In conclusion, SDCT derived virtual non-contrast images created from both the arterial and venous phases accurately removed iodine in liver parenchyma and larger vessels. Objective and subjective assessment showed comparable image properties to TNC. Inadequate iodine subtraction occurred in hepatic arteries in the arterial phase.
Footnotes
Acknowledgement
The authors thank Sandra Halliburton for reviewing the manuscript and her technical advice.

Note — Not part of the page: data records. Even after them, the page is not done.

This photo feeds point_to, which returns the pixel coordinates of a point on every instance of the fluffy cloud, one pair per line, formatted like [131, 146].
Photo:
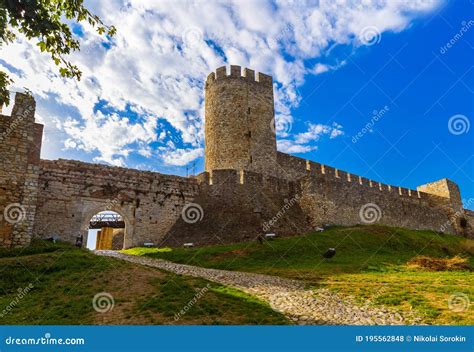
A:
[306, 141]
[155, 67]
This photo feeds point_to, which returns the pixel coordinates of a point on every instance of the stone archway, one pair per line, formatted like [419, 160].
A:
[126, 214]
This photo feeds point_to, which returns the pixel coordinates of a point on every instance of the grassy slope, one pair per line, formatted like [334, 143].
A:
[66, 279]
[369, 264]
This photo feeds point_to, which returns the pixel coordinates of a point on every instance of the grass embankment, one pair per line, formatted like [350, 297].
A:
[370, 264]
[55, 284]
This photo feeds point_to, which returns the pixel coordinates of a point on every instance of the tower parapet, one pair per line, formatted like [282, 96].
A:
[239, 128]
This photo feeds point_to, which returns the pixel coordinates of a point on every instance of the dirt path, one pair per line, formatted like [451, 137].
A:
[303, 306]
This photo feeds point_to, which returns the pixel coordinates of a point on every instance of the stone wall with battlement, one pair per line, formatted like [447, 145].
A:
[248, 187]
[333, 196]
[71, 192]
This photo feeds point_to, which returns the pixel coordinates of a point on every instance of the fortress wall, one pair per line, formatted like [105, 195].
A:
[339, 202]
[20, 145]
[332, 196]
[239, 207]
[71, 192]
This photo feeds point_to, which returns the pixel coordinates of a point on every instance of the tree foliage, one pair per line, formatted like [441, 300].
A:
[49, 22]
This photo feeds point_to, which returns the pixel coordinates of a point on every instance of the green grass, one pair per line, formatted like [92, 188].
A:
[370, 264]
[60, 281]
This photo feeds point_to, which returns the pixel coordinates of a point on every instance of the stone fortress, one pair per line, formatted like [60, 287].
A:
[248, 188]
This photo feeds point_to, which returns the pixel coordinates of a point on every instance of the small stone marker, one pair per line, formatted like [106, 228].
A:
[331, 252]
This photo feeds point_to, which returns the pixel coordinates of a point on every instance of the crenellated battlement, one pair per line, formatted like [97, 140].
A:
[236, 72]
[295, 168]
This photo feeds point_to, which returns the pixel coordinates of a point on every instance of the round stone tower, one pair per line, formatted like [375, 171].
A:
[240, 124]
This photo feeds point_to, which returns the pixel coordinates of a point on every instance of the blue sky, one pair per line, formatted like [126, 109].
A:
[423, 88]
[335, 63]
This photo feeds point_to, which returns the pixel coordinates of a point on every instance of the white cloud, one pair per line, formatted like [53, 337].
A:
[181, 157]
[162, 53]
[305, 142]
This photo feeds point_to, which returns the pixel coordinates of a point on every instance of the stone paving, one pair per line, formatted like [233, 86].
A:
[303, 306]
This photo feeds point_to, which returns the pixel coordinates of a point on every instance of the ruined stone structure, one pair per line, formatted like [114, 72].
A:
[247, 188]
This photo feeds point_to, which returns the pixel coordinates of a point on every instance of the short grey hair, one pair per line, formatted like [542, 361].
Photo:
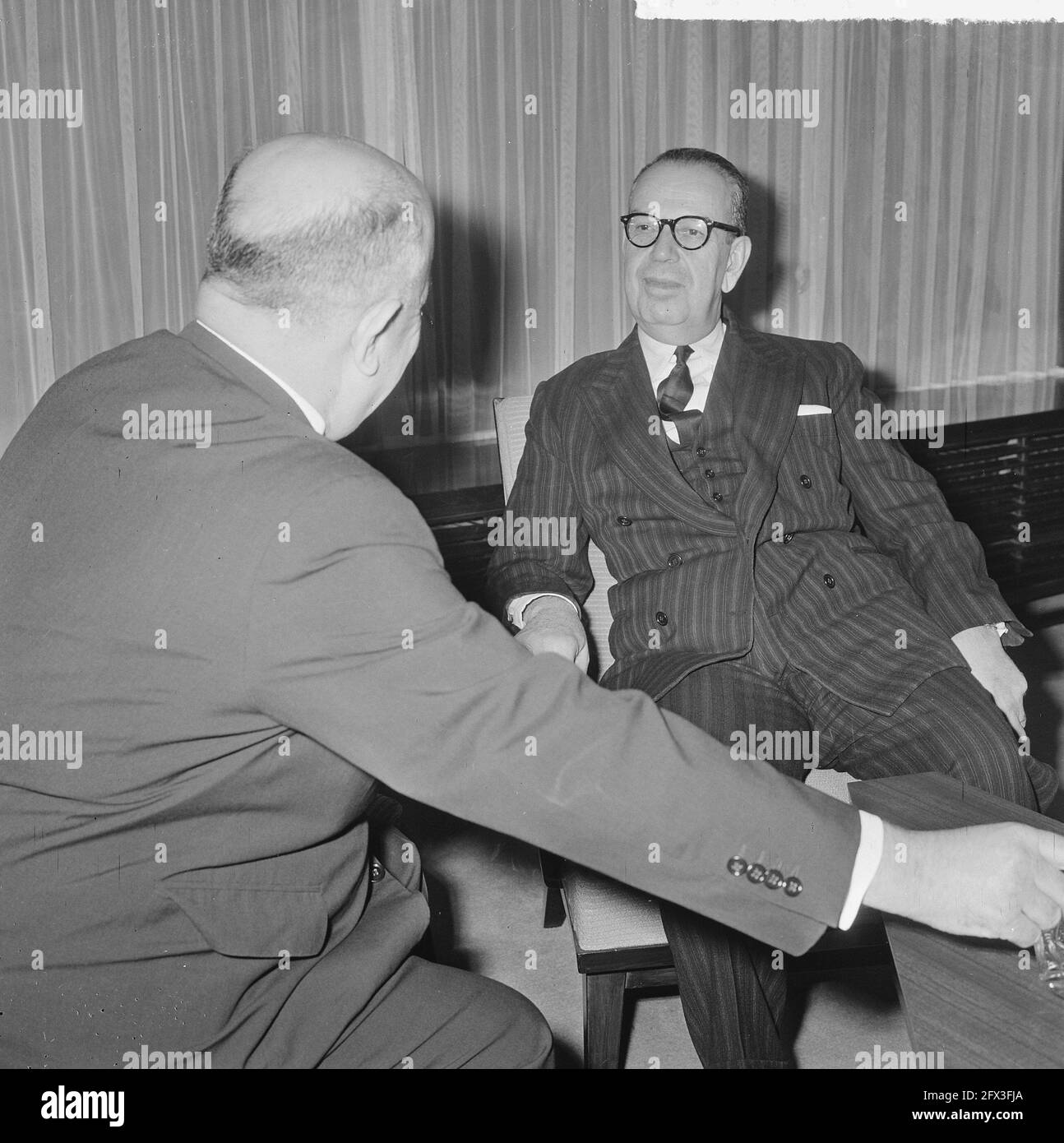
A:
[697, 157]
[346, 254]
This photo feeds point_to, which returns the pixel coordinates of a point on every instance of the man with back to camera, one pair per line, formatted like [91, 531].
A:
[720, 471]
[231, 638]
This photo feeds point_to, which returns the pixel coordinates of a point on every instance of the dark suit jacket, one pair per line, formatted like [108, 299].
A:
[910, 567]
[248, 636]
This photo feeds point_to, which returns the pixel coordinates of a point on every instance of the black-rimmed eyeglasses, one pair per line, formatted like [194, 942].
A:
[692, 232]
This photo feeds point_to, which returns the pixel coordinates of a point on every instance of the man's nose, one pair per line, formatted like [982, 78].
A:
[665, 248]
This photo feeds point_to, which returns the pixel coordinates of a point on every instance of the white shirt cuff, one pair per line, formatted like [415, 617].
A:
[870, 850]
[516, 607]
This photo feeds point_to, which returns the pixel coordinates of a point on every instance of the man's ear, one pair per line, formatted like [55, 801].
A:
[738, 255]
[367, 334]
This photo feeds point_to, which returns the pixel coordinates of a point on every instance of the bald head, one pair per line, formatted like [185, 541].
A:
[318, 225]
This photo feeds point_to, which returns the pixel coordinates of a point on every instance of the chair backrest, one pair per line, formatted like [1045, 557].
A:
[511, 415]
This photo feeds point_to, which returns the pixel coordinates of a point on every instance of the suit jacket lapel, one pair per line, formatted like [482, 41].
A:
[767, 392]
[620, 404]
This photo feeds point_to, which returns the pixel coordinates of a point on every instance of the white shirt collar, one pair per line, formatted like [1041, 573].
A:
[317, 421]
[659, 354]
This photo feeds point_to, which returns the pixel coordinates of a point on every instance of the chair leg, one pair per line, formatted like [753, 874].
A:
[553, 905]
[604, 1013]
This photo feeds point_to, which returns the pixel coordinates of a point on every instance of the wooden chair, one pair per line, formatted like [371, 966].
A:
[618, 931]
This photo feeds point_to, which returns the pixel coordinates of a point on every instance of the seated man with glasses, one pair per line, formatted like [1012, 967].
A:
[779, 579]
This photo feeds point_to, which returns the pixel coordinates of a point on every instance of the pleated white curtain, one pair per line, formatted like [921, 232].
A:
[919, 220]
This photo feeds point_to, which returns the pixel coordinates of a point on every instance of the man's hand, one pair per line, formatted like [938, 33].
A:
[988, 662]
[1002, 882]
[551, 626]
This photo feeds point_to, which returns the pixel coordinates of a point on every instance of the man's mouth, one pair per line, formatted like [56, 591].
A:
[661, 286]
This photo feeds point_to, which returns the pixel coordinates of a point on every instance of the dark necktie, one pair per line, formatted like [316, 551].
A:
[672, 397]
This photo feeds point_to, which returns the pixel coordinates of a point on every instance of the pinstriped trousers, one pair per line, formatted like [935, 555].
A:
[733, 998]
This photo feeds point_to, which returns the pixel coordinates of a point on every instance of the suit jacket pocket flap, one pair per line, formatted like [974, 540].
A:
[255, 923]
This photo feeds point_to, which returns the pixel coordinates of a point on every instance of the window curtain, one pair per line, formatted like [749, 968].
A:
[918, 219]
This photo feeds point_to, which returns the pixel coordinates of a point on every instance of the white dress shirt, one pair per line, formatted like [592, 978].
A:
[317, 421]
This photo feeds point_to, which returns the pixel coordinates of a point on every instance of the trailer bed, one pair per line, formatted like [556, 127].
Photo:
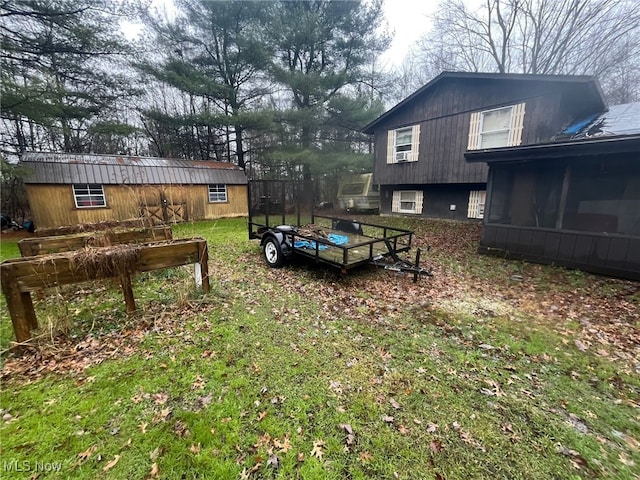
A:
[375, 241]
[282, 216]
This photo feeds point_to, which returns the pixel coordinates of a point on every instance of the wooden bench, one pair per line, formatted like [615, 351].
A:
[20, 276]
[64, 243]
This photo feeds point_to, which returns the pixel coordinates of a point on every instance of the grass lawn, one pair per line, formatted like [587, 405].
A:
[490, 369]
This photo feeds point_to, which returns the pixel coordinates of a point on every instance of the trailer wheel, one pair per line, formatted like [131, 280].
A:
[273, 253]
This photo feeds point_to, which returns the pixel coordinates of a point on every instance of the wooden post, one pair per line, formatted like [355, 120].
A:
[204, 265]
[127, 291]
[19, 304]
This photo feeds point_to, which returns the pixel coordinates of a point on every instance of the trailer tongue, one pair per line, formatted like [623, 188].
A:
[282, 217]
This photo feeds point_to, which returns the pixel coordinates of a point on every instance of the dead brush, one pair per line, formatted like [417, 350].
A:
[108, 261]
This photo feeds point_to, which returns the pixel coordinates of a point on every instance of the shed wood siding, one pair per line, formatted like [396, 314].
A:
[53, 205]
[444, 114]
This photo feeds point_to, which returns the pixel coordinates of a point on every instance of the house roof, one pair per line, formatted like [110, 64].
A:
[621, 119]
[607, 145]
[588, 83]
[68, 168]
[615, 131]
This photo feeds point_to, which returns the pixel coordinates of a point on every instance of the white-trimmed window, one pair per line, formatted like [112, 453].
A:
[402, 144]
[88, 195]
[500, 127]
[217, 193]
[477, 199]
[407, 201]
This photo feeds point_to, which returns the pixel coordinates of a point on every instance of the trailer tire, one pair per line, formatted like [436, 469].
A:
[273, 252]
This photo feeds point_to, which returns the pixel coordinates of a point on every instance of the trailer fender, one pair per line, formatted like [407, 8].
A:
[276, 246]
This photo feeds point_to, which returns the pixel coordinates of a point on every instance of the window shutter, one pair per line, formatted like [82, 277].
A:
[395, 205]
[517, 121]
[415, 142]
[419, 200]
[474, 131]
[391, 134]
[472, 209]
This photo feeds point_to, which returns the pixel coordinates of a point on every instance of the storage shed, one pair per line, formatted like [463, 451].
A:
[67, 189]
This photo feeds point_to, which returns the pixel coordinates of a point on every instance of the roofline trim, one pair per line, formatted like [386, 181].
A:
[486, 75]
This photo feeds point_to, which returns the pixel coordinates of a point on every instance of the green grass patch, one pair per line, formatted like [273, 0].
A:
[302, 373]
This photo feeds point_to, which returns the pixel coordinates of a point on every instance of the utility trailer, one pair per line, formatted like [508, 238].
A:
[282, 217]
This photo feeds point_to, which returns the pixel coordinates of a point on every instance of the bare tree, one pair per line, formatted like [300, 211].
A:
[595, 37]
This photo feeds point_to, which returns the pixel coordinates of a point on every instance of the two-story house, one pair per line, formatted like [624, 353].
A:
[419, 144]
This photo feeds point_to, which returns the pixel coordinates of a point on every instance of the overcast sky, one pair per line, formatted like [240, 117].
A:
[407, 21]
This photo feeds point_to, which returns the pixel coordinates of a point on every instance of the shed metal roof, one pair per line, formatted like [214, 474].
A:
[68, 168]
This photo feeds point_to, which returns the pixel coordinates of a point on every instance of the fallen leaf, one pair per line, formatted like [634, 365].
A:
[153, 455]
[198, 383]
[273, 461]
[435, 445]
[160, 398]
[346, 427]
[87, 453]
[317, 449]
[155, 471]
[625, 460]
[365, 457]
[162, 415]
[111, 464]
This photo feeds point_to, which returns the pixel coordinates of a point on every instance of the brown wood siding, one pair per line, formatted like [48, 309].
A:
[444, 114]
[608, 254]
[53, 206]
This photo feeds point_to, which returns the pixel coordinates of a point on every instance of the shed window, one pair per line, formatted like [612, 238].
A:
[500, 127]
[407, 201]
[88, 195]
[217, 193]
[402, 144]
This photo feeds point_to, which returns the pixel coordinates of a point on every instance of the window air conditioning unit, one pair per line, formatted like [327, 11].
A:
[402, 156]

Declaration of conflicting interests
The authors declared the following conflicts of interst with respect to the research, authorship, and/or publication of this article: NGH and JB: On the speaker’s bureau of Philips Healthcare; SL: Received travel expense reimbursement from Philips Healthcare and is exempt from clinical duties as part of a research agreement between University Hospital Cologne and Philips Healthcare. The other authors state that they have nothing to disclose.
Funding
The authors disclosed receipt of the following financial support for the research, authorship, and/or publication of this article: This research was supported in part by Philips Healthcare under a research agreement with University Hospitals Cleveland Medical Center and Case Western Reserve University.